An 18th Century St.Cloud Porcelain Beaker and Saucer c.1720 – 1740.
An 18th century French soft-paste porcelain `Trembleuse` beaker and saucer, St.Cloud factory c.1720-1740. Thickly potted with a lead glaze over a gadroon moulded form. Decorated with a Lambrequin design in Blue and White.
SOLD
- Condition
- Excellent, two minute frits to the rim of the beaker c.1 x 1mm
- Size
- Diameter of the Saucer : 13.4 cm
- Provenance
- N/A
- Stock number
- 24803
- References
- For a Similar 18th century Saint Cloud teabowl and Saucer See : French Porcelain, A Catalogue of the British Museum (Aileen Dawson, British Museum Press,1994) Page 24, Item 25.
Information
Lambrequin Designs on French Ceramics :
This design is in a style traditionally related to the great Baroque designer to the French court of Louis XIV, Jean Berain (1640-1711). Berain`s style of grotesques and strap-work were used on all types of decorative art from furniture to tapestries, silver ware and just about anything else. His stylistic language is based on a Renaissance understanding of a type of Roman design. However the designs one finds on St.Cloud porcelain are more linear and weightless, they are more in keeping with ornamental prints.

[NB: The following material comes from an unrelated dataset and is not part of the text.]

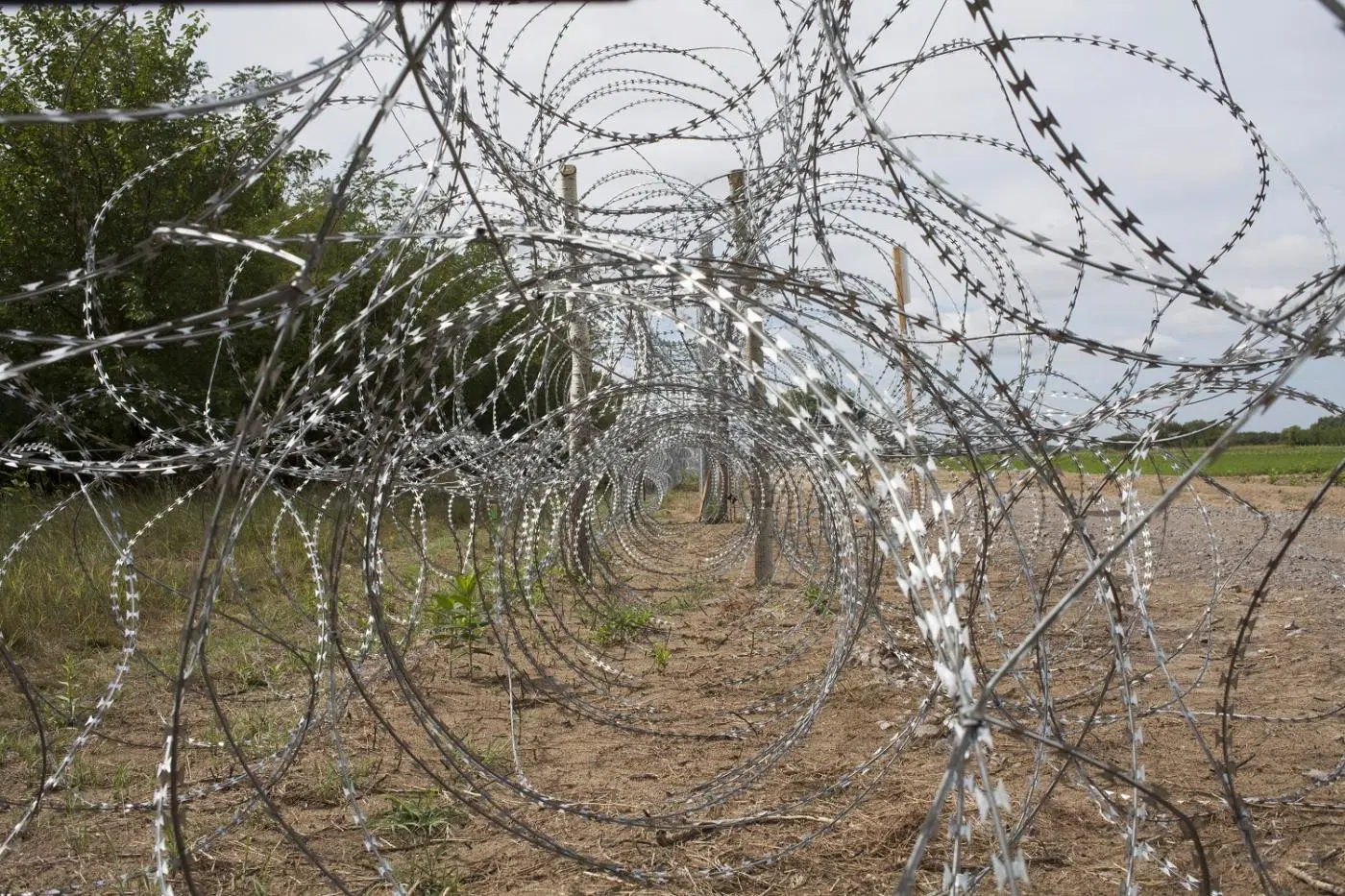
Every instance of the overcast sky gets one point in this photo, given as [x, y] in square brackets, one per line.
[1169, 153]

Of the more complex designs, a few have been possible to identify from the original source material. They are not taken from Berain designs but from the etchings of a prolific architect Jacques Androuent Du Cereau, who early in his life spent time working in Italy (in the 1530`s). However it seems to me inconceivable that his designs would have been used in the early 18th century unless Berain and his grotesque style were so popular. Both are interpretations of Classical Roman design but from different generations.